CMS is a detector that records the high energy proton collisions produced by the Large Hadron Collider (LHC). The Higgs Boson is a long sought after particle that is critical to understanding the origin of the mass of all particles. Previous experiments had insufficient energy to produce the Higgs Boson, which is approximately 125 times the mass of the proton, in sufficient quantities to detect it. The LHC, operating at 8 TeV center of mass energy, was able to produce the Higgs Boson approximately once every 3 billion collisions. The decay mode of the Higgs Boson in which it decays to two photons was one of two different modes in which the Higgs Boson was observed. The calorimeter detects photons with high resolution and  has been used by Doug to search for the Higgs Boson decaying to two photons along with his collaborators at CERN. 

Berry has contributed to many aspects of the calorimeter including assessing the effects of radiation damage and refining the software used to monitor the quality of the data being taken.

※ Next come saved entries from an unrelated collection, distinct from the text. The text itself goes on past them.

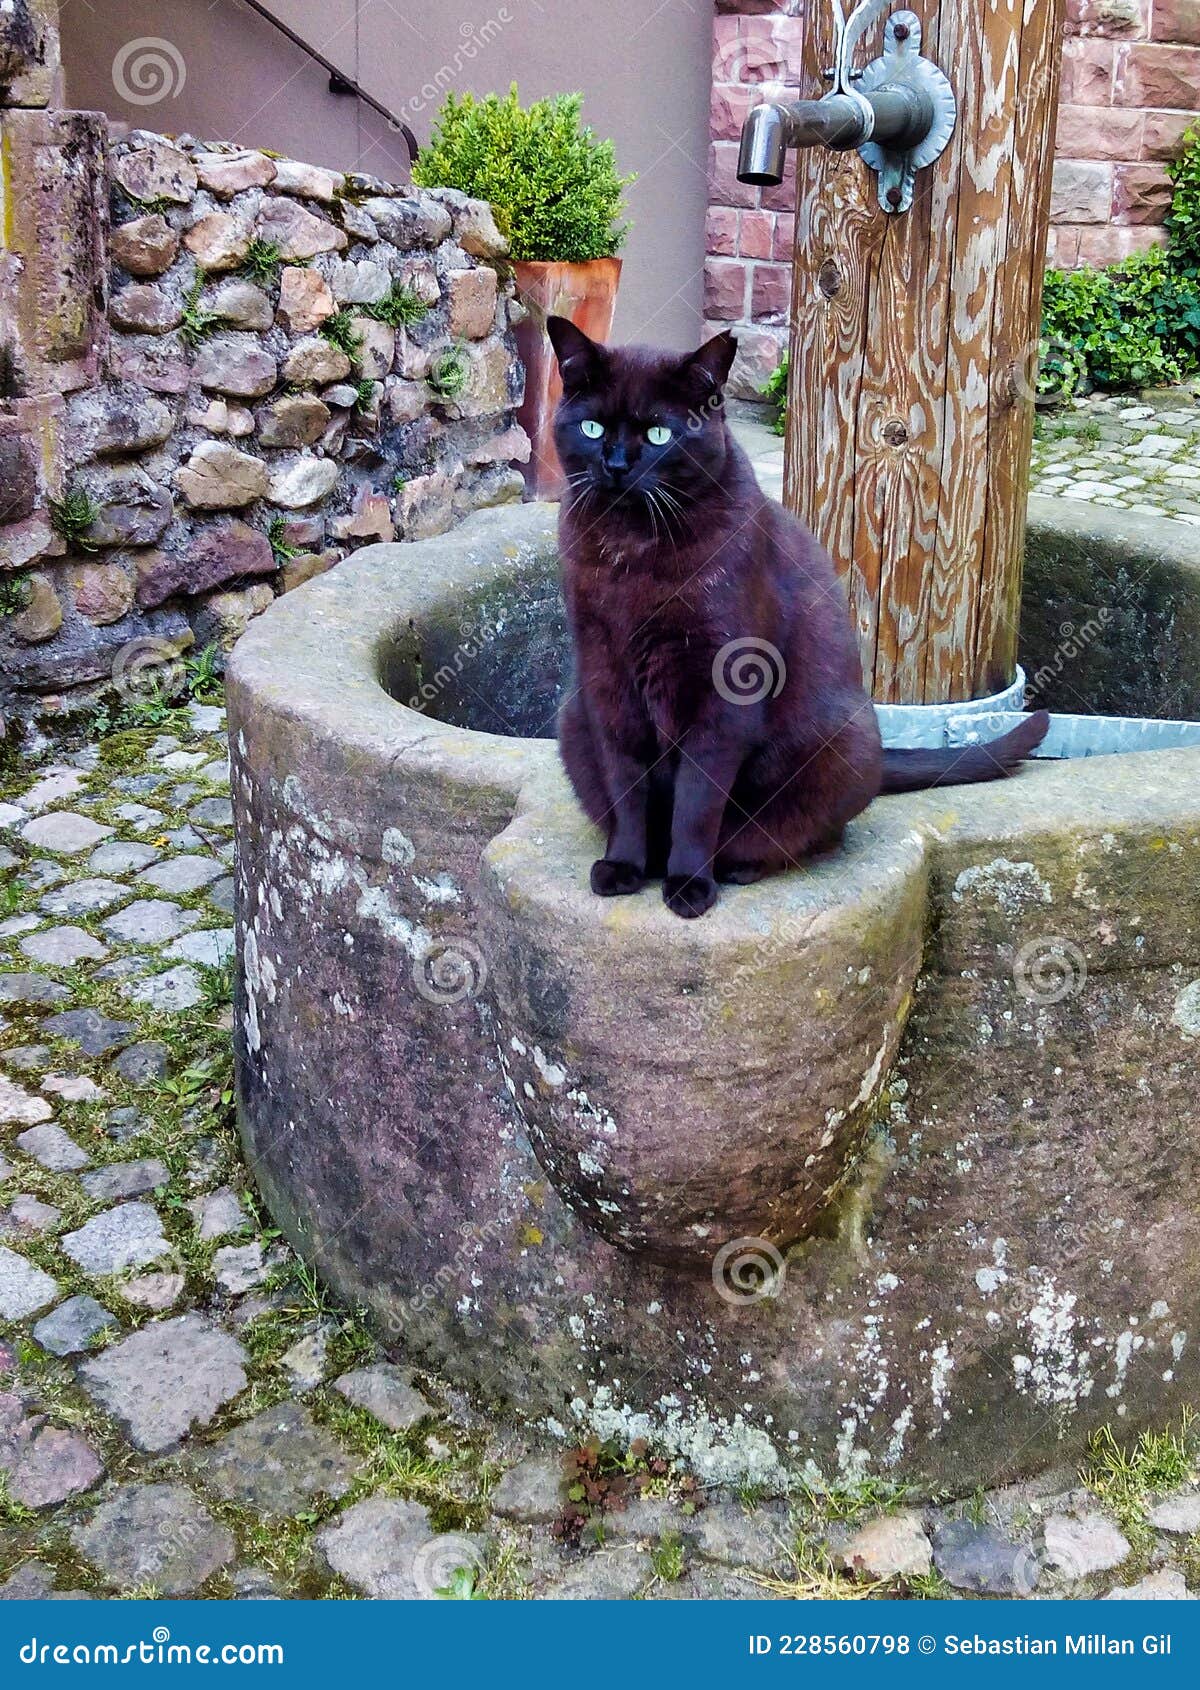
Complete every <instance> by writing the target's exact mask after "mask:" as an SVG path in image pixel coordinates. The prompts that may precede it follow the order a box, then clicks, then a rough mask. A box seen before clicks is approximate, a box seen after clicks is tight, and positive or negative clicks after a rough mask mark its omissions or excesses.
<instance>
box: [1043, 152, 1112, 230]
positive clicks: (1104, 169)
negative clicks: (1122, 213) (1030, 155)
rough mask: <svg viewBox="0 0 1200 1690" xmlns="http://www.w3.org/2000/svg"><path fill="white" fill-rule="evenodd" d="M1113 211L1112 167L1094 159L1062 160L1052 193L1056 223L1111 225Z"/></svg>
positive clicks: (1053, 207)
mask: <svg viewBox="0 0 1200 1690" xmlns="http://www.w3.org/2000/svg"><path fill="white" fill-rule="evenodd" d="M1110 210H1112V166H1110V164H1105V162H1099V161H1090V159H1058V161H1056V162H1055V177H1053V186H1051V191H1050V216H1051V218H1053V221H1055V223H1107V221H1109V211H1110Z"/></svg>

He was responsible for producing the reduced data sets that he used with a team of collaborators to search for the Higgs, for algorithms used to locate the precise position of the decay of the Higgs within the detector, for evaluating the systematic uncertainties in the photon detection, and for evaluating the statistical significance of the observation. During Berry's three years at CERN he has been a GK12 and NSF fellow and will graduate in May of 2013.